Blue Monday, alternatively known as the most depressing day of the year, came and went this week (Blue like hands without gloves flaunted at passing strangers on the street. Wait what?). By now you’ve come to terms with the fact that you probably spent way too much money over Christmas. You’ve also been spending a disproportionate amount of time in bed, barricading yourself with every piece of spare linen you can get your hands on, trying to stave off the cold that Snowmageddon has brought. You’re also involuntarily taking part in dry January, because you caught a nasty bug and are on antibiotics, while at the same time praying that it’s not some untreatable superbug you’ve got and that dem sweet meds are actually working.

You successfully emerged from the worst Monday blues of the year only to be met with Theresa May, the UK’s new iron lady, making chilling claims about the single market, the hard Brexit, and the Library Cafe. (Wait no. I think I dreamt that last bit.

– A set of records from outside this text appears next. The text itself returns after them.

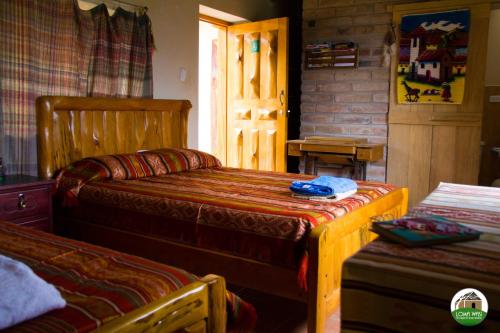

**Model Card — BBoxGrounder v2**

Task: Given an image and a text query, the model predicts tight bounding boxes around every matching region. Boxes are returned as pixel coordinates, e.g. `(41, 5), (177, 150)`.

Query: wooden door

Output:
(227, 18), (288, 171)
(387, 0), (490, 206)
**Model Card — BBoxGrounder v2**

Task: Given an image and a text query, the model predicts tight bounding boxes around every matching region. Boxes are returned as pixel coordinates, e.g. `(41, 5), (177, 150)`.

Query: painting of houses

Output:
(397, 10), (470, 104)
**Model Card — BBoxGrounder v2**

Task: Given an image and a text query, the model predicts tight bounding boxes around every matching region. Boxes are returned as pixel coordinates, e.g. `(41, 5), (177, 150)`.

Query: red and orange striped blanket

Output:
(341, 183), (500, 332)
(64, 168), (395, 267)
(0, 222), (255, 333)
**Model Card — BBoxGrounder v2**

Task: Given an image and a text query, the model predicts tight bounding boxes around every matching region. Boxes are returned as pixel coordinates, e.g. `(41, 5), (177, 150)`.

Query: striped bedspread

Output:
(341, 183), (500, 332)
(66, 168), (395, 267)
(0, 222), (255, 333)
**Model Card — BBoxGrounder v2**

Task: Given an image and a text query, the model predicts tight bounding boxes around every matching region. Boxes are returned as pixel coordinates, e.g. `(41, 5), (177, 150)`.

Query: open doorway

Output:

I mean that would explain how nobody seemed to care that I was being served a jacket potato with chilli con carne and cheese by the Iron lady in her tighty whities.)

And if you’ve made it thus far, prepare for the event of the year (so far) – Donald Trump’s marriage to America during the 45th presidential inauguration in Washington.

But wait. All is not wrong with the world. For starters kittens and puppies are still a thing. Also, it looks the Central Library will be getting some air con! And sure you might not be getting a cool study space to revise, despair, and meltdown till at least September but if humanity survives till then, at least the Central Library will be cool and breezy. Though if let’s say £13m have so far failed to fix the library’s thermal regulation, we can’t say we’re particularly optimistic that another £13.5m will. Maybe we shouldn’t be so jaded though. I mean it was Kim Kardashian who said “Hope dies last. Unless you’re out of lipgloss. Then there is no hope.” Or maybe I also dreamt that.